Openness may in the sense mean making transparent why, or why not, a contribution is being published, and who has contributed to the contribution (in the sense of reviewers who become co-authors by suggesting substantial changes). For being an (aspiring) participant in a discourse requires being able to reconstruct its coming to existence as well as the terms on which anyone will be able to contribute. It is in this sense that we need to acknowledge that gatekeeping, particularly what happens during peer review processes, still is a black box (Tennant and Ross-Hellauer, 2020). There are manifold manifestations of peer review. It is impossible for outsiders to comprehend what actually takes place. This does not even pertain the notion of the blind review (which is a difficult practice in itself). It suggests that the position of the contributor is not considered—in review shall only be the information to be contributed. We should remain suspicious whether this is really possible, especially in the humanities and social sciences. The difficulty really steps in as the practices remains opaque even after the decision has been made. Does it not seem unjustified as a discourse community to accept that the boundaries of their epistemic negotiation are based on the judgement of unknown judges. Moreover, it is based on an unintelligibility about whether due judgement has taken place, or whether the author simply knew the editor.
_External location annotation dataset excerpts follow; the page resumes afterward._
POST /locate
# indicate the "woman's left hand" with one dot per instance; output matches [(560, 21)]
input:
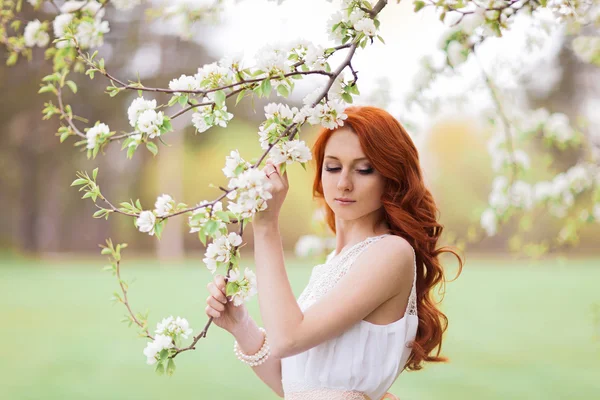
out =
[(278, 190)]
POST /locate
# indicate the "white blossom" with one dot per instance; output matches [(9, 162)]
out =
[(252, 193), (220, 250), (366, 26), (35, 35), (213, 76), (145, 222), (489, 222), (330, 115), (93, 133), (164, 205), (207, 117), (456, 53), (184, 82), (596, 212), (137, 107), (587, 48), (281, 111), (125, 4), (174, 327), (246, 286), (202, 215), (59, 25), (272, 59), (155, 347), (291, 151), (149, 122), (557, 128), (235, 164)]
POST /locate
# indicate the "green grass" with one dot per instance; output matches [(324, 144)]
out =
[(517, 331)]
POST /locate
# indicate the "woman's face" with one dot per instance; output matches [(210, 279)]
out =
[(347, 173)]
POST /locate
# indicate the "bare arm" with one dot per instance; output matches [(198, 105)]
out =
[(382, 271), (250, 340)]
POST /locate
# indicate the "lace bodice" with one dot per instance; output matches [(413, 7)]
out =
[(326, 276), (363, 362)]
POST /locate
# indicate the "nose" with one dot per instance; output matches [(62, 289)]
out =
[(344, 183)]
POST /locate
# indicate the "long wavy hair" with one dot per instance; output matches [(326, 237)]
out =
[(410, 212)]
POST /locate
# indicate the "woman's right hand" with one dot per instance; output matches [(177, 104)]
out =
[(225, 314)]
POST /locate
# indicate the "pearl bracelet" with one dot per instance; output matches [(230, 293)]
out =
[(257, 359)]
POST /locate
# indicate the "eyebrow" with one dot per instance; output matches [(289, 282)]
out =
[(356, 159)]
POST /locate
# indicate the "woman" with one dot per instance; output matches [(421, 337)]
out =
[(369, 311)]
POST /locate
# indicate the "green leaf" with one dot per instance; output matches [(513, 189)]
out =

We may also ask, as many have witnessed: was the rejection of my colleague’s paper really based on the lack of clarifying his methodology, or rather because of her unpleasant, provocative argument?

The imprint of this has been peer-reviewed is often used as an argument for transparency, while it actually opposes it. It claims that the practice is transparent since it is a rigorous, scholarly judgement of the contribution in the context of the publisher’s standards. This is also claimed to indicate to outsiders: if contributions are not accepted, this is because of real standards (and, of course, not because it was a deviant author). This imprint is invading all areas of scholarship, but what it is rarely stated what it really means in praxis. Scholars know all too well what range of reviewing there exists: from the really helpful engagement with one’s text to the adversarial one-liner that clearly shows the reviewer has not looked beyond the abstract. Making this practice transparent by publishing reports will only help improve it and strengthen the community, its discourse, and its value for society. This transparency is an essential meaning of openness that seems existential if we see the potential of openness in participation instead of the mere sharing of information. It means making the shibboleth comprehensible in constant practice, so that anyone can fathom how a discourse community was formed by contributing to it, and what is required of me to make myself heard, too. In the end, allowing anyone—with the potential to justifiably contribute: claimed scholarly standards—being heard—irrespective of symbolic capital or social esteem—marks one of the fundaments of rational discourse. If we do not make use of this openness, we may ask ourselves, what do we have to disguise?

 

References

Budapest (2002) Budapest open access initiative. Available at: https://www.budapestopenaccessinitiative.org/read (accessed 25 January 2020).

Knöchelmann M (2021a) Systemimmanenz und Transformation: Die Bibliothek der Zukunft als lokale Verwalterin? Preprint version. Bibliothek Forschung und Praxis 45(1). DOI: 10.1515/bfp-2020-0101.

Knöchelmann M (2021b) The democratisation myth: Open access and the solidification of epistemic injustices. Science & Technology Studies 34(2): 65–89. DOI: 10.23987/sts.94964.

Tennant JP and Ross-Hellauer T (2020) The limitations to our understanding of peer review. Research Integrity and Peer Review. DOI: 10.1186/s41073-020-00092-1.